Balance of BOD5 between output water and input water.
Balance of SS between output water and input water.
On one hand, the filtration system with LR can reduce the BOD5 and the SS, whereas on the other hand, the organic compost reduced the SS as far as the inorganic residue. It would be expectable that the reduction of SS can be increased along time, as other works indicated that the nature of landfill acts as a positive factor [28] and, this may be the process that happened when using these wastes as filters for long time. As the report from the DG Environment of the European Commission recommends [29], the use of this type of residues will follow the line of land rehabilitation when no risk of environmental pollution, especially water pollution, will occur.

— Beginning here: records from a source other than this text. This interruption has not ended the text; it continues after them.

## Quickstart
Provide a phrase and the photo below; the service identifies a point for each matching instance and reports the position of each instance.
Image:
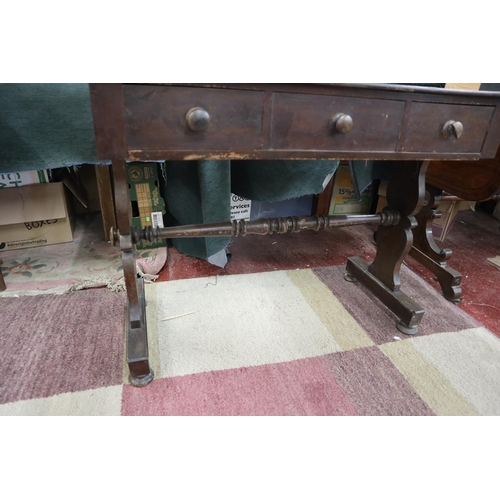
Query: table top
(294, 121)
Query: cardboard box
(344, 199)
(17, 179)
(34, 215)
(148, 206)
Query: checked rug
(302, 342)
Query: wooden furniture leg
(426, 251)
(405, 194)
(2, 281)
(141, 373)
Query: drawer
(304, 122)
(159, 118)
(424, 131)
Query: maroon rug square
(55, 344)
(302, 387)
(374, 385)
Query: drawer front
(424, 132)
(156, 118)
(304, 122)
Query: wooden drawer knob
(342, 123)
(198, 119)
(452, 129)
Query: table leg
(2, 281)
(426, 251)
(141, 373)
(405, 194)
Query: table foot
(409, 312)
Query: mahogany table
(405, 126)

However, the compost produced from sewage sludge helps to increase the oxygen demand (BOD5, COD) within the sampling period. These results, attending only to the oxygen demand of waters (chemical and biological), indicate that sewage sludge may be a raw material that can act as a source of organic pollution for waters (surface or underground), although at the end of the experiment (3 months) the differences were reduced between both wastes, organic and inorganic. In this sense, the behavior of the SW filters may behave as an anaerobic reactor stimulated by the humidity and biological growth [30]. Moreover, within LR filters, biological activity along time may be increased due to the accumulation of filtered organic substances and can influence the properties measured.

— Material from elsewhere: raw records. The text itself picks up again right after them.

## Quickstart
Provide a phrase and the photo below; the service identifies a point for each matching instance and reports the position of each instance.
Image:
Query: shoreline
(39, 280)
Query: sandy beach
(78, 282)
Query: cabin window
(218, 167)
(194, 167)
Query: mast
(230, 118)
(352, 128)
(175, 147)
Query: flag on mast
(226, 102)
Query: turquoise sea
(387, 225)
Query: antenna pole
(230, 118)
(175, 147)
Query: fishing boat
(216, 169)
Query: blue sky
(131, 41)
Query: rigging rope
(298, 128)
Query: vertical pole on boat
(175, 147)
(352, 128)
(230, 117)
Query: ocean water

In this short experiment, the trend of both filters cannot be well defined so far. However, they can be suffering processes of transformation into a “soil” or a growing media (edaphization processes) with an important biological activity, chemical reactivity, and changes that can favor the growth of organisms and the development of plants. In this case, the use as filtration systems can be changed and may be considered after long time like green filtration systems, where other factors like biota may be checked and can affect the composition of leachates. This fact will increase the organic matter content of the LR filters.
4 Conclusions
The environmental concern due to high oxygen demand in waters should be taken into account when using these wastes, especially sewage sludge, because of the possible consequent risk for natural waters, not only pollution substances but also oxygen demand of waters too. The LR, inorganic and close to be considered as an inert residue, seems adequate to be used in filtration systems, unless for duration of this experiment (twelve weeks). A positive effect on the oxygen demand has been observed (controlling BOD5) but long-term experiments may be done to determine the effects.

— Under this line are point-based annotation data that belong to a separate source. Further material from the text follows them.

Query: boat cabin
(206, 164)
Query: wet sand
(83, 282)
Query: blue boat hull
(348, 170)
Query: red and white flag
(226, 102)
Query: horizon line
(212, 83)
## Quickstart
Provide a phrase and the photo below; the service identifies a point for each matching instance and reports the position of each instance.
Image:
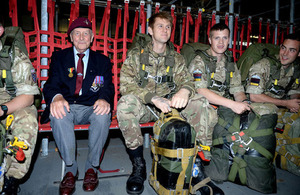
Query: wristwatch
(4, 109)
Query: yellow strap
(168, 69)
(201, 184)
(175, 153)
(205, 147)
(20, 144)
(181, 177)
(4, 74)
(161, 190)
(9, 120)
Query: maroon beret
(80, 23)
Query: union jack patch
(255, 79)
(33, 75)
(197, 75)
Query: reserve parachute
(254, 53)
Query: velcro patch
(255, 79)
(33, 75)
(197, 75)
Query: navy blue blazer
(97, 83)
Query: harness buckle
(158, 79)
(12, 92)
(286, 154)
(180, 153)
(239, 139)
(249, 142)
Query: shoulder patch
(33, 75)
(197, 75)
(255, 79)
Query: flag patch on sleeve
(197, 75)
(255, 79)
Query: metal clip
(180, 152)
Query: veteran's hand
(57, 107)
(101, 107)
(161, 103)
(180, 99)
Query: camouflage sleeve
(23, 74)
(182, 77)
(295, 89)
(258, 77)
(129, 77)
(197, 68)
(236, 83)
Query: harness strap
(285, 155)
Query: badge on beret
(97, 84)
(33, 75)
(70, 70)
(197, 75)
(255, 79)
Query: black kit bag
(174, 149)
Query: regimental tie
(79, 77)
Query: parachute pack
(140, 43)
(13, 37)
(174, 150)
(287, 154)
(191, 50)
(244, 147)
(254, 53)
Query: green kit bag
(287, 154)
(244, 147)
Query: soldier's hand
(161, 103)
(240, 107)
(293, 105)
(57, 107)
(101, 107)
(180, 99)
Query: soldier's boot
(135, 182)
(201, 176)
(11, 186)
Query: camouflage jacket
(197, 65)
(24, 77)
(260, 76)
(129, 76)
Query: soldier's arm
(19, 102)
(292, 104)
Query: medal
(70, 72)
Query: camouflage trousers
(131, 112)
(288, 142)
(24, 127)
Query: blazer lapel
(71, 70)
(90, 73)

The transformation to the limestone residue into a biological activity media, acting close to the soil, may be the expected process as visual observation of the columns at the end of the experiment evidence. This can open a new perspective of creating “soils or green filters” by using this inorganic material as filtration systems and after the time, the accumulation of organic matter can help to use them as growing media or apply in soil restoration and land recovery.
This research may be considered when designing filters containing these materials, separately or together, forming water filtration systems. Moreover, the use of different types of waters is another important factor as in our results, there were differences between S and NS, including differences in the SS.